I’d read a few things about btrfs, and since the latest Ubuntu release (12.04 LTS) apparently supports having the root filesystem on btrfs, I decided to give it a whirl on my home server.
Here are the instructions, so that I remember how I did it next time. Anyone else reading this, feel free to make use of it, but I won’t be held responsible if you break your computer – there may well be errors, large or small :)
The first nice thing about btrfs is that it replaces the md software RAID tools, as well as completely replacing LVM. Neither are much fun to work with, and I shan’t miss them.
I have a Shuttle SH55J2 at home, with a couple of mismatched hard drives (160Gb and 1Tb) and 16Gb of RAM.
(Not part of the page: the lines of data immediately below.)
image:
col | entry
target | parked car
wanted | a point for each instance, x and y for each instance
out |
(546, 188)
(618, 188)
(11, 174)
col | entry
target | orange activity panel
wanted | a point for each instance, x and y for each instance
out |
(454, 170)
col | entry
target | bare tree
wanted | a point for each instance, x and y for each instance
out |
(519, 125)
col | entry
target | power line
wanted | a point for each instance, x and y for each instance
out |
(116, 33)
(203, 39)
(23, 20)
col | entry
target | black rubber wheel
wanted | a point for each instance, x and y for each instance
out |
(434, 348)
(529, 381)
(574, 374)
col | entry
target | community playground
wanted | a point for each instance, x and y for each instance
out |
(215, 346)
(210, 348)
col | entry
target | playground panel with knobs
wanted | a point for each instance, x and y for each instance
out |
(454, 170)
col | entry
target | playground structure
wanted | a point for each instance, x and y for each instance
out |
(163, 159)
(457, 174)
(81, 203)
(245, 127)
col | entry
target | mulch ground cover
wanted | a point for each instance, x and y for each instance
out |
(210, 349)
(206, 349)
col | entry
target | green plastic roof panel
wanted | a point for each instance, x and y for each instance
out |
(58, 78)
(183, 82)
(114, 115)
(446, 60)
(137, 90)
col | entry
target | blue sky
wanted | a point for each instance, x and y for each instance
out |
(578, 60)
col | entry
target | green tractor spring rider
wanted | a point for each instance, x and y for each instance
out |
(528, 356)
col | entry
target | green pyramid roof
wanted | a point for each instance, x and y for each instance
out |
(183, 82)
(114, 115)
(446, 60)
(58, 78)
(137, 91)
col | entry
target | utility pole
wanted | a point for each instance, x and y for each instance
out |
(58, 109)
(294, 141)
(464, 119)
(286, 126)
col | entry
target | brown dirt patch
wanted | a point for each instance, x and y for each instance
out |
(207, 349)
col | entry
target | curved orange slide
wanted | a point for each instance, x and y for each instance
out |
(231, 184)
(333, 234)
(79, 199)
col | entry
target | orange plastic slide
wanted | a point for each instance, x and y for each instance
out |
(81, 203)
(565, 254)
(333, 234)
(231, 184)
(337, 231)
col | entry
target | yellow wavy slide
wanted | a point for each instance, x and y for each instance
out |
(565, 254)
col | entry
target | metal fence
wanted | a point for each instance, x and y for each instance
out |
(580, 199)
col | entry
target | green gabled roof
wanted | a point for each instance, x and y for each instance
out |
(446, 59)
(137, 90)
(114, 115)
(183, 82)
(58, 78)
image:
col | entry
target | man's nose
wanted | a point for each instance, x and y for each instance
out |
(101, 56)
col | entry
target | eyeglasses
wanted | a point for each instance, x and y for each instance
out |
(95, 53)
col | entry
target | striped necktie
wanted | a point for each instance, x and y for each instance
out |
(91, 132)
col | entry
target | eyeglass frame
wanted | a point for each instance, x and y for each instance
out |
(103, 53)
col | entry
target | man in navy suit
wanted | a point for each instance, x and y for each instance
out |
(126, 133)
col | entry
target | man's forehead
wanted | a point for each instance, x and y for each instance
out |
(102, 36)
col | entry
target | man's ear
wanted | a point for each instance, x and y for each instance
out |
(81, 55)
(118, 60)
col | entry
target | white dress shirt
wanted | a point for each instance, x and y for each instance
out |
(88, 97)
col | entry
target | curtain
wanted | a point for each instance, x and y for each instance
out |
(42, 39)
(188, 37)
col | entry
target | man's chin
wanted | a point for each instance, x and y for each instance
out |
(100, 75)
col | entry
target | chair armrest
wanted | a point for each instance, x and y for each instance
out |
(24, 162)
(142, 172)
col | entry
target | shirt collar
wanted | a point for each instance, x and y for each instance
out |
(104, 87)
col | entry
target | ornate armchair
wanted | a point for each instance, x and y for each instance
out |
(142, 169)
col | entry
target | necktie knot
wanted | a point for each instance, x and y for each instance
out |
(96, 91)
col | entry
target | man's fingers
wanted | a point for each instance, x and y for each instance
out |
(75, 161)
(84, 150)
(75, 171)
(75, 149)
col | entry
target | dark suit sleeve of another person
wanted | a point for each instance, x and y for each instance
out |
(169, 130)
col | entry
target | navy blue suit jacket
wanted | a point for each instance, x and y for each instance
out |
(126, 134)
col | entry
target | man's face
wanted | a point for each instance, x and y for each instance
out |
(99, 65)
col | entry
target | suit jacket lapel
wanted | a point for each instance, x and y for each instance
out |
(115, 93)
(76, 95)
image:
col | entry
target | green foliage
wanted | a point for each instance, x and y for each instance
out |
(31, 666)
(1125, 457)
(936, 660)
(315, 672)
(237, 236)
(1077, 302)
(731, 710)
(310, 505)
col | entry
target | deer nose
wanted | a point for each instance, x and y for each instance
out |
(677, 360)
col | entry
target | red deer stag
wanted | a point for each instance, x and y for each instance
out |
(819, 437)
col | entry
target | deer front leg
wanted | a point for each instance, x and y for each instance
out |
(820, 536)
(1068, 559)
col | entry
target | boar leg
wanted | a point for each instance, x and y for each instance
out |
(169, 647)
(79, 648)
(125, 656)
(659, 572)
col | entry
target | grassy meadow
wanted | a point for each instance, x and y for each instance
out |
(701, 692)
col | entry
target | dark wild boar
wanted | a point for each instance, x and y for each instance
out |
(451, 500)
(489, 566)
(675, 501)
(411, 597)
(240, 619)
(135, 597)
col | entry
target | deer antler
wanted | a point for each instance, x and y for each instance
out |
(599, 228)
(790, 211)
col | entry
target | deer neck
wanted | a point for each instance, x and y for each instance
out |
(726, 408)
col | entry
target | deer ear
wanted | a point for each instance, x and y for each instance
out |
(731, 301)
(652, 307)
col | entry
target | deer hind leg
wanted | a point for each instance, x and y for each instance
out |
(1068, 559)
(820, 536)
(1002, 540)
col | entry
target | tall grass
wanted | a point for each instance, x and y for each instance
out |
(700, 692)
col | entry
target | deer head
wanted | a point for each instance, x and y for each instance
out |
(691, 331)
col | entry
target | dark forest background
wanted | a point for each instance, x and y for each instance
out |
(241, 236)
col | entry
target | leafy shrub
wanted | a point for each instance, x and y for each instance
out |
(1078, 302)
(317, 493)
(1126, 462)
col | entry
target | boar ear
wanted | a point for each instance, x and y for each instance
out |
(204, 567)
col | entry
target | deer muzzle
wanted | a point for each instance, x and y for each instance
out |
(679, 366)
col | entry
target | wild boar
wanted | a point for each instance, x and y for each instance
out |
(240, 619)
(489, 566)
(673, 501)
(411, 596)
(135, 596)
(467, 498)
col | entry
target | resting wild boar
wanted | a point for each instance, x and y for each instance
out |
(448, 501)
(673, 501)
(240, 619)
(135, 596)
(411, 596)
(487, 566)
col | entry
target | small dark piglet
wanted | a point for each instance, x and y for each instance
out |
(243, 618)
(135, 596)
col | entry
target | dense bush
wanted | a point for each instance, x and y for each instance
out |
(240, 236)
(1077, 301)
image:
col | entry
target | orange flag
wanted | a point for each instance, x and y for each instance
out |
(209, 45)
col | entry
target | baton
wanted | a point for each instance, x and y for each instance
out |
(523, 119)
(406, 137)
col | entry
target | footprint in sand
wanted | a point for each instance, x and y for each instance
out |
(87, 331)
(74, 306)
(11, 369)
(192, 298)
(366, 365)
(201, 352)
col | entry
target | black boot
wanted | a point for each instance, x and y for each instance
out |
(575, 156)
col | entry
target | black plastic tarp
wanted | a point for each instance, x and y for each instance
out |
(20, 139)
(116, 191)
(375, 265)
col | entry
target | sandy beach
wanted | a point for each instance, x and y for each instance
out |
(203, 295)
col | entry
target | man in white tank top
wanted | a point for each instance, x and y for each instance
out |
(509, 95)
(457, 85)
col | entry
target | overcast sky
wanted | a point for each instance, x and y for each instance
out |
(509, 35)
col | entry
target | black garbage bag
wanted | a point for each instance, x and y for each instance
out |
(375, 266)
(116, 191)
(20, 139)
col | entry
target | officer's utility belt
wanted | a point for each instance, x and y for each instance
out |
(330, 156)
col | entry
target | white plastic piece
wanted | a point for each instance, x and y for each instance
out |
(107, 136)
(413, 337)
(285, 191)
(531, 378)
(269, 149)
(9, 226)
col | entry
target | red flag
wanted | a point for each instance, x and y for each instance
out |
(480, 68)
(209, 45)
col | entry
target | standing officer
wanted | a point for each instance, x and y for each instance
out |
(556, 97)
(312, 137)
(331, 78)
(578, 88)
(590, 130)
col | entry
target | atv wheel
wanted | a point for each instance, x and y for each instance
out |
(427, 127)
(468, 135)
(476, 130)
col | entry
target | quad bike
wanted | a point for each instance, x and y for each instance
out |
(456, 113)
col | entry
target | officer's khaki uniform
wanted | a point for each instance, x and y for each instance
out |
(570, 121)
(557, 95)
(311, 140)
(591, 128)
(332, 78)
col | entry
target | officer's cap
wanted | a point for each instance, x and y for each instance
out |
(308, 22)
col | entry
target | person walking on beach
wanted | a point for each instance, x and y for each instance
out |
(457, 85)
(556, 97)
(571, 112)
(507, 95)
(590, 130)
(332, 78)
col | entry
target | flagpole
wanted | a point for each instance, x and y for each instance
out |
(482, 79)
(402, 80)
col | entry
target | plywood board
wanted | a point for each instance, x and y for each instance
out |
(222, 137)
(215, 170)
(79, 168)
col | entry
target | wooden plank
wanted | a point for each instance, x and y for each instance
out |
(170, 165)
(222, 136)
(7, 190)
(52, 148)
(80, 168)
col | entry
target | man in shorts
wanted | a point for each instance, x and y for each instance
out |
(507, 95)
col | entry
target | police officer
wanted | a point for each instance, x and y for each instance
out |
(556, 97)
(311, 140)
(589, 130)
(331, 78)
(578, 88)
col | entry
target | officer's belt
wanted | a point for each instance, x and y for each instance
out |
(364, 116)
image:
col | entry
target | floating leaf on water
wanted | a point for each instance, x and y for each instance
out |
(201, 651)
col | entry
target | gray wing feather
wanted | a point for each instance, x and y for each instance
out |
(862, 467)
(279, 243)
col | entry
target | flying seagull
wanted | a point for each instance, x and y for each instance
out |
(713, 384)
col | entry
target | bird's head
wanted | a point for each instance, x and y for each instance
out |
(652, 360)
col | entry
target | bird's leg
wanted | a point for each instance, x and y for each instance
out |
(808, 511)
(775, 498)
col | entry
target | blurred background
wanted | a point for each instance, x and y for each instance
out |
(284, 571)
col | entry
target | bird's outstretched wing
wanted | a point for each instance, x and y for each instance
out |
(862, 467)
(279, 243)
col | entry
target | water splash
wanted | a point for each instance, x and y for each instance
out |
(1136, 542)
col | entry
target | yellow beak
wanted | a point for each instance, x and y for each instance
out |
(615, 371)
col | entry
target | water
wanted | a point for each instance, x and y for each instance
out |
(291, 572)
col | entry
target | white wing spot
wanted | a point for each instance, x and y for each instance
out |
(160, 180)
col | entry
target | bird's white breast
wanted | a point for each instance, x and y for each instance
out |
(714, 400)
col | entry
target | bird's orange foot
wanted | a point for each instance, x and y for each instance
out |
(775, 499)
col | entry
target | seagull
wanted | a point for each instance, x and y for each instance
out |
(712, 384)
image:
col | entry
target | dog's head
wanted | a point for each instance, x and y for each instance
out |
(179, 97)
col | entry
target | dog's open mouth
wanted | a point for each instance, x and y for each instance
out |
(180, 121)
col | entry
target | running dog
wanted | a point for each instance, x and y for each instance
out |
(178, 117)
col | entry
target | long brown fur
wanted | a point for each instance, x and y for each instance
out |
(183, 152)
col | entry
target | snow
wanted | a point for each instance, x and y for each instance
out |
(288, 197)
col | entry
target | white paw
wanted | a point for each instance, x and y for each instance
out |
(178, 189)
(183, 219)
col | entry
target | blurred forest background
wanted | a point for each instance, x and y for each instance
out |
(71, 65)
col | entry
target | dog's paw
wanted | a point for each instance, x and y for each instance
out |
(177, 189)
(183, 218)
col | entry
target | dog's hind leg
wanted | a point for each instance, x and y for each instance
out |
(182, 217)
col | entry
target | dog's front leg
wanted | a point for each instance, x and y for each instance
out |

I decided to set up the drives like this:
/dev/sda1 = 160Gb partition for RAID-1
/dev/sdb1 = 160Gb partition for RAID-1
/dev/sdb2 = 840Gb non-redundant partition for downloads and storage of unimportant things
This gives me 160Gb for the basic OS which is mirrored across both drives, so even if a hard drive dies my computer will still work.
The other 840Gb I can use for messing around with virtual machines, temporary file share storage, etc.
No swap for now, because I have 16Gb of RAM.
First gotcha – the Ubuntu install process does not support setting up a btrfs RAID1 system. It will allow you to install to a btrfs partition, but only as DUP/RAID0.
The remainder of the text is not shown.